At the centre of the story is a house-bound, alcoholic, prescription drug taking mother, Martha, and her teenage son, Henry.
Her husband now lives in Hong Kong with his new Asian wife and baby, so Henry has become nursemaid, companion and counsellor to his mother.
The slightly estranged daughter Mia is just about to be expelled from her private school for giving one of her school mates a handful of drugs, which she had stolen from her mother’s supply.
This is the least of the problems the family faces.
Martha, having lost her husband and daughter, is about to lose her son as well unless she goes in for a bit of rehab. But it is the unspoken and unresolved relationship between her and Henry that is the big problem.
While this might not be a classic case of Freudian oedipal complex being explored, it gets close.
This is a family in which the power struggles and relationships have never been defined or acknowledged. That they are not resolved means the children’s lives have already been damaged, destined to repeat the problems of their parents or to create new ones..
While the play is serious about relationships, there is level of humour throughout, and we get to see characters from our own experience and hear the conversations we have had with our own children or parents.
Jennifer Ward-Lealand presents a brilliantly realised dipsomaniac Martha, who wallows in her predicament, incapable of getting help apart from her too willing son.
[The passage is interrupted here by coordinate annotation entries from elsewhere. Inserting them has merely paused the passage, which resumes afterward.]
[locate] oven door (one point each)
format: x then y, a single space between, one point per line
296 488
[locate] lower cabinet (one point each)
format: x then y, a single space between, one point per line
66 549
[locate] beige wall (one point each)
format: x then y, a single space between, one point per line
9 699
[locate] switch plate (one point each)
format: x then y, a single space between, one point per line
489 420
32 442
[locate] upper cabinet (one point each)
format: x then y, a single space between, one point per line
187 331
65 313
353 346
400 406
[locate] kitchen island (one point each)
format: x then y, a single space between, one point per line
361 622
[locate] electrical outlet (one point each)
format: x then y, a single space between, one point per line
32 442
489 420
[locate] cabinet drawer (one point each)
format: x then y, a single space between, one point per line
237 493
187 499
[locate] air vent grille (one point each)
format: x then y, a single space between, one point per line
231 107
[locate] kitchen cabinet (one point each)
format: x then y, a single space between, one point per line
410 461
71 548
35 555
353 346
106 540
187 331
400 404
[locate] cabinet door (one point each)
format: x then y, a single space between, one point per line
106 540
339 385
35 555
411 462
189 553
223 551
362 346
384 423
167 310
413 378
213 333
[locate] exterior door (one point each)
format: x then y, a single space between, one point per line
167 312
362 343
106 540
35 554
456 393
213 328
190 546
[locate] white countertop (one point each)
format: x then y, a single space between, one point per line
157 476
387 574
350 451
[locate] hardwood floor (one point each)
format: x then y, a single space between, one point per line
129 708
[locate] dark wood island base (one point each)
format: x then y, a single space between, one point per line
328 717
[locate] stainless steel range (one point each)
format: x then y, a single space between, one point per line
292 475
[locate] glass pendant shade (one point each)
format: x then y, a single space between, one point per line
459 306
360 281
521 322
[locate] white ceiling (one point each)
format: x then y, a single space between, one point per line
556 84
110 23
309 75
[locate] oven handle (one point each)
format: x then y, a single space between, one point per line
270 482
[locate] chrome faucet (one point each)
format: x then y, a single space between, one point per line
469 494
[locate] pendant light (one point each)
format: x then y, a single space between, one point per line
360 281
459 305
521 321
She provides Martha with a set of personae that reveal her almost schizophrenic approach to life and her family.
Dan Weekes as Henry, the apparent rock of the family, gives the character a taut exterior which only just manages to hide the brittle inner person.
Mia, who could be the playwright’s alter ego has a complex and ill defined role, somewhere between observer and provocateur. Chelsie Preston Crawford manages to convey that most of the time but occasionally seems lost on the stage.
Rose McIvor as self-centred, vaguely amoral Izzy provides a clever role in seducing both Mia and Henry, showing the early onset of some of Martha’s problems.
Andrew Grainger as the husband Hugh, gives a suitably sympathetic and belligerent performance while Edith Poor gives her small role as Alice a subtle element of the sinister.
The white set designed by Simon Coleman with a bed surrounded by the detritus of everyday life is a nice metaphor for the pristine exterior and the inner shambles of the lives of the main characters.